When he's writing prolifically, and especially when he's preparing work for publication, nothing else matters, especially people who might object to what he writes because they might feel that it's too personal (about them, not about him; they could care less about him). When something else does matter, it interferes with the writing process. In order for him to write properly, nothing else can be allowed to matter.

And, right now, every single day, he's allowing other things to matter. And every day brings something else to worry about. It's all piling up.

"You've got to do something about these things that bother you. You can't let them continue to bother you day after day."
"I know."
"Then do it.
"I just don't want to. Not right now."
"You're always saying that it's always right now."
"Exactly."
"Huh?"
"It's right now. All that crap is out there in the future."
"Then why worry about it? Why feel anxious?"
"Can't help it. That's the way I am."
"Then do something about it?"
"I am."
"What?"
"I'm writing about it."
"You're hopeless."
"Yeah.
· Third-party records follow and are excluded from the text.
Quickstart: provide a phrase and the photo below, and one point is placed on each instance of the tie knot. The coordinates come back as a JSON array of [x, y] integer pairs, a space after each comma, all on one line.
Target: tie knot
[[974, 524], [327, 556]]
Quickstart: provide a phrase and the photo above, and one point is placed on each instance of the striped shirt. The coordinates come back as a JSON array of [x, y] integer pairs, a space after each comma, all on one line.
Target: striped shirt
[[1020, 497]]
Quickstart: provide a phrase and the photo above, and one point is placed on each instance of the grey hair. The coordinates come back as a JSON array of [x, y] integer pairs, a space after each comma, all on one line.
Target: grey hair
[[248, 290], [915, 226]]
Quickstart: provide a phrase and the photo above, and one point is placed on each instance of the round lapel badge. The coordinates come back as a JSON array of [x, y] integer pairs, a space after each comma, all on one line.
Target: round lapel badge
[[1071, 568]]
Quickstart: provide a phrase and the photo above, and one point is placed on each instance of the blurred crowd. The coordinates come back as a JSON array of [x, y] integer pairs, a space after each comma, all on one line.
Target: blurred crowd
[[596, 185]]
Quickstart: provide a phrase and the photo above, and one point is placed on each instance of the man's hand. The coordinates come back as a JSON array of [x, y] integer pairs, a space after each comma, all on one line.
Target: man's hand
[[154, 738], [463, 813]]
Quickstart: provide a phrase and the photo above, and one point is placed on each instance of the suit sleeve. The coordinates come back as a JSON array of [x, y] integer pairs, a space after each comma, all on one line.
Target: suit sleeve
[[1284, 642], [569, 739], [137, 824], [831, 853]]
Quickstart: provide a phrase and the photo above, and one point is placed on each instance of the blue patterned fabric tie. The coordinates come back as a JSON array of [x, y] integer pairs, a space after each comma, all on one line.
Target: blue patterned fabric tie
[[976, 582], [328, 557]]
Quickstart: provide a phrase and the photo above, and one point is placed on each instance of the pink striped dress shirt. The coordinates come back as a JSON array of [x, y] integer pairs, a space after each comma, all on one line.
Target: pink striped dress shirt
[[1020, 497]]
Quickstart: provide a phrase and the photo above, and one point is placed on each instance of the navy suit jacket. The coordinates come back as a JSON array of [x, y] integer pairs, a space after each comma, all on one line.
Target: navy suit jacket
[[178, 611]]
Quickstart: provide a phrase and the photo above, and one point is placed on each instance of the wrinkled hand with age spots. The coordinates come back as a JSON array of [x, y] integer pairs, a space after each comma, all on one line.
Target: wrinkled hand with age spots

I know."
[A sigh of exasperation.] "You're even hopeless in your hopelessness.
[No response.]
"You're always saying that when you act on your problems, when you take action, you feel relieved...you feel better...or something."
"Yeah. Acting makes you feel better about yourself. It raises your self-esteem to actually do something."
"Yeah. So do it."
"I just don't feel like it right now."
"But you need it. It's good therapy."
"Yeah."
"I'm having a hard time here feeling sorry for you."
"I know what you mean."
"You're always saying that it's a standard psychological tenet that everyone creates their own problems."
"Yeah. I'm aware of that convention. I just don't agree with it."
"Yes you do. You're the one who told me about it."
"Right now. I just don't happen to agree with it right now."
"You're so..."
"Frustrating?"
"Inconsistent!"
"Oh. Yeah. For sure."
"Stop agreeing with everything I say!"
"Okay."

Later, just as she was getting ready to leave, he said something weird, he can't remember what, something he wasn't so sure he even believed and even thought before he said it that he shouldn't, except that he just knew--or rather felt--that it was the truth in some odd dichotomous way; he almost didn't say it, but he said it anyway, as if he felt he couldn't stop himself.

She said, "How do you expect me to believe you when you make such outrageous statements."
"You mean when I tell you the truth instead of allowing you to go on believing in the superstitious crap that society tells you."
"No. I mean...you expect me to believe what you believe."
"I don't expect you to believe what I believe. I just expect you to respect my opinions."
"Why? You don't respect mine."
"Yes I do. I respect every stupid little opinion you have."

She thought that was funny. He worried before he said it that she wouldn't. But she did. After she left, he wondered if he'd been intentionally (though nevertheless unconsciously) trying to piss her off. And, if so, why would he do that? Because she was getting too good at reflecting his ideas back at him maybe. Maybe he shouldn't allow her to read what he writes. Maybe she's too close to him, and she may be learning how to interpret his work too well. In fact, maybe she's out-and-out broken the code and he's in the process of trying to retreat from her. Maybe that's the same thing he's done so many times in the past. Maybe all of it was all really his fault after all, like they all said. Oh. well. Just something else to worry, and write, about.